Obama Giving Medal of Honor to 24 Vets From 3 Wars

President Barack Obama moved to right old wrongs by belatedly awarding the Medal of Honor to 24 Army veterans who served during World War II, Korea and Vietnam but didn't get the awards because of prejudice, including a Santa Clara man who served in the Army and died nearly 60 years ago.

Just three of those being honored during Tuesday's ceremony at the White House are still alive, all of them combat veterans of Vietnam. Joe Baldonado, who lived in Santa Clara and died in 1950, is one of the vets who will be awarded with the honor posthumously. He was a light weapons infantryman/parachutist during the Korean War, according to the U.S. Army. His brother accepted the award on his behalf.
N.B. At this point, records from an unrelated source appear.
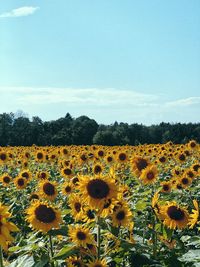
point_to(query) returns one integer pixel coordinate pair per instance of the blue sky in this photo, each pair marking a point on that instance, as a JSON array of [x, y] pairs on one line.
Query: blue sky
[[112, 60]]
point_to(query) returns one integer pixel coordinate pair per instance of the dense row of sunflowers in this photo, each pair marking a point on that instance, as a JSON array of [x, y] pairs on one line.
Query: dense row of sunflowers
[[100, 206]]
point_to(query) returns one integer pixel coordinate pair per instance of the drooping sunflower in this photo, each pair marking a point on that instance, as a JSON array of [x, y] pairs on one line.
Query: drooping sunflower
[[43, 216], [76, 205], [20, 182], [3, 157], [121, 157], [67, 188], [149, 175], [67, 172], [138, 164], [26, 174], [166, 187], [98, 263], [6, 227], [97, 169], [42, 175], [40, 156], [5, 179], [48, 190], [97, 190], [80, 235], [185, 181], [74, 262], [174, 216], [193, 219], [121, 216]]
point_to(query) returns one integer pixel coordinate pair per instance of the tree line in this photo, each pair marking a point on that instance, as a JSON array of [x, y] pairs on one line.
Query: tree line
[[19, 130]]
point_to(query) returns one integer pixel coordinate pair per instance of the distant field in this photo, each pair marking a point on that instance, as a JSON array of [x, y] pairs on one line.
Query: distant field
[[100, 206]]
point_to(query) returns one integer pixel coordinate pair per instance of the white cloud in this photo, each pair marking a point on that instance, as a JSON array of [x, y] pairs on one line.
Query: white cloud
[[92, 96], [104, 105], [184, 102], [19, 12]]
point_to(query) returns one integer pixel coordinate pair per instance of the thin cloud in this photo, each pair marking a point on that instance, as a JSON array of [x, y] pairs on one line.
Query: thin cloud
[[19, 12], [184, 102], [92, 96]]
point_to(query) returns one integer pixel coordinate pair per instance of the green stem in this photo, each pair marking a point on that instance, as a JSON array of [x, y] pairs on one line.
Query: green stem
[[51, 249], [154, 237], [98, 238], [1, 257]]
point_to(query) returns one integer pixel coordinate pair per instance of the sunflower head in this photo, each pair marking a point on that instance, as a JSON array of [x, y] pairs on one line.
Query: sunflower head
[[43, 216], [174, 216], [96, 190]]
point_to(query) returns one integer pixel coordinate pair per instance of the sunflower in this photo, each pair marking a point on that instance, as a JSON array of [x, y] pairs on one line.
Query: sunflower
[[193, 219], [166, 187], [74, 262], [42, 175], [76, 204], [5, 179], [138, 164], [66, 172], [67, 188], [185, 181], [6, 227], [121, 216], [98, 263], [174, 216], [192, 145], [43, 216], [88, 215], [34, 196], [80, 235], [97, 190], [20, 182], [3, 157], [149, 174], [122, 157], [40, 156], [26, 174], [48, 190], [97, 169]]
The honors are being awarded after Congress ordered a review to determine whether service members of Jewish or Hispanic heritage or others had been wrongly denied the Medal of Honor because of their heritage. All of those being honored had previously been awarded the Distinguished Service Cross, the nation's second-highest military award. Baldonado was of Latino descent.

Overall, eight of the 24 fought in Vietnam, nine in Korea and seven in World War II.

According to the Military Times Hall of Valor, Baldonado was a Corporal credited with "extraordinary heroism" while serving as a machine-gunner with Company B, 1st Battalion, 187th Airborne Regimental Combat Team, 11th Airborne Division on Nov. 25, 1950 in  Kang-deng, Korea. When his platoon was attacked, he was in an "exposed position," according to the Army, but he cut down "wave after waver of enemy troops" even as they targeted attacks on him. A grenade landed near him, killing him instantly.

Baldonado's acts of bravery were described in a book, "Disaster in Korea: The Chinese Confront MacArthur."

The Associated Press contributed to this report.